This package compiles graph files describing a non-deterministic automaton to a compact(ed) deterministic automaton.

Usage ccda [IN] OUT Compiles the input graph file IN and writes the automaton to OUT. If IN is omitted, the graph file is read from stdin.

ccda -R [-start] [-end] IN [FILE...] Reads the compact(ed) automaton from IN and rewrites FILE... to stout using the automaton as rewrite lexicon. If no files are given, the input is read from stdin.

Graph file syntax

Lines starting with `#` are comments; empty lines are ignored.

# State names # 0 denotes the initial state; there cannot be more than one initial state. # State names are strings without any whitespace. They cannot contain `@` and/or `\` # and cannot start with `_`. # Final states have to be marked using `#final NAME REWRITE`.

# Final states # To mark the state NAME final and set its rewrite string use: #final NAME final string data ...

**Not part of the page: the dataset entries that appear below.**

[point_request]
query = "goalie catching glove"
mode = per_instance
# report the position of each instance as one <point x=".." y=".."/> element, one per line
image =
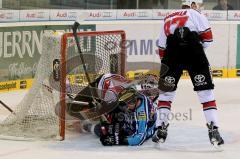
<point x="111" y="134"/>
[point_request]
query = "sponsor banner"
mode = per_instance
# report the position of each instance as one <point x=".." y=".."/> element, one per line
<point x="21" y="49"/>
<point x="57" y="14"/>
<point x="234" y="15"/>
<point x="215" y="14"/>
<point x="15" y="85"/>
<point x="134" y="14"/>
<point x="102" y="15"/>
<point x="34" y="15"/>
<point x="238" y="73"/>
<point x="161" y="13"/>
<point x="217" y="73"/>
<point x="9" y="15"/>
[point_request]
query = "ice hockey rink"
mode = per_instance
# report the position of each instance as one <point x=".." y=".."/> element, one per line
<point x="186" y="139"/>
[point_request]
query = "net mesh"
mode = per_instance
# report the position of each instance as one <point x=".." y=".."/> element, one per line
<point x="36" y="116"/>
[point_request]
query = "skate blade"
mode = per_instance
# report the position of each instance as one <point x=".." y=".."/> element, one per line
<point x="216" y="146"/>
<point x="161" y="140"/>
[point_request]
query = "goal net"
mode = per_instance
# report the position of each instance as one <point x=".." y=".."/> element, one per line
<point x="41" y="114"/>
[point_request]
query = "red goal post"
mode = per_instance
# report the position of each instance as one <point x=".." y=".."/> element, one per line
<point x="64" y="44"/>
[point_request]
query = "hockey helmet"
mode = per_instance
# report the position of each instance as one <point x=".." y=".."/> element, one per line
<point x="190" y="2"/>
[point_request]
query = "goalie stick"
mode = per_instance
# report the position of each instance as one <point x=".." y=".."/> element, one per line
<point x="99" y="106"/>
<point x="74" y="28"/>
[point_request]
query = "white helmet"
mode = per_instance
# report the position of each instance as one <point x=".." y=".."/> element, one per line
<point x="189" y="2"/>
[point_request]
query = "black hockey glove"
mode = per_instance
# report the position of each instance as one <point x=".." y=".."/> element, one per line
<point x="111" y="135"/>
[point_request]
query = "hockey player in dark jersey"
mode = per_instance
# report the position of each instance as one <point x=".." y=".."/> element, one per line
<point x="183" y="38"/>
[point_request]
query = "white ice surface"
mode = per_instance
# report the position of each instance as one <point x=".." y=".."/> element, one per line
<point x="186" y="139"/>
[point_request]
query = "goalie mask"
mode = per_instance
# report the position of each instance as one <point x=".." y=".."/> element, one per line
<point x="128" y="97"/>
<point x="193" y="4"/>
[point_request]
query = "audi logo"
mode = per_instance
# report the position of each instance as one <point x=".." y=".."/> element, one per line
<point x="199" y="78"/>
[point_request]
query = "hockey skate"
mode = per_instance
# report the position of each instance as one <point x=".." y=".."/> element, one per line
<point x="160" y="134"/>
<point x="214" y="135"/>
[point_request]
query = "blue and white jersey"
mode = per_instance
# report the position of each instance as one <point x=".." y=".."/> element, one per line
<point x="142" y="125"/>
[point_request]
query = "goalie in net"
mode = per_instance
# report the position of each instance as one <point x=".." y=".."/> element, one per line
<point x="132" y="121"/>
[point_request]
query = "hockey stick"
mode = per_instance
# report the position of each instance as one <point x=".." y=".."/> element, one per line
<point x="7" y="107"/>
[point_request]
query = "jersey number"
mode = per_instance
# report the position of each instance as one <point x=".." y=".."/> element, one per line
<point x="178" y="21"/>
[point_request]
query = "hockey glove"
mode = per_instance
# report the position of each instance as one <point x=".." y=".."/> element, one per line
<point x="111" y="135"/>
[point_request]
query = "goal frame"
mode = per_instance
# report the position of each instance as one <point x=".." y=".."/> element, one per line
<point x="63" y="68"/>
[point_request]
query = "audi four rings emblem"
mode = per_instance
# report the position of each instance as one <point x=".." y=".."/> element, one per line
<point x="170" y="79"/>
<point x="199" y="78"/>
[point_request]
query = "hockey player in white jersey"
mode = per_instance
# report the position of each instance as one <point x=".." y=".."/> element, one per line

# Transitions # Transitions denote transitions from a state to the next. # Use valid state name to reference different states. # To denote a transition from SRC state to DST state accepting EXPR # use: SRC DST EXPR # To denote an empty (automatic) transition from SRC to DST use: SRC DST # Note that any leading and/or subsequent whitespace around SRC, EXPR and DST # are ignored.

# Replacements (macros) # To denote the replacement of XXX with YYY in all EXPR use: #define XXX YYY

# Special symbols # The following symbols have a special meaning in EXPR: # - `.()[]*+?\` # To use any of the above symols literally in an expression, # you have to escape them using `\`. This includes symbols # in macros and within square brackets (`[...]`).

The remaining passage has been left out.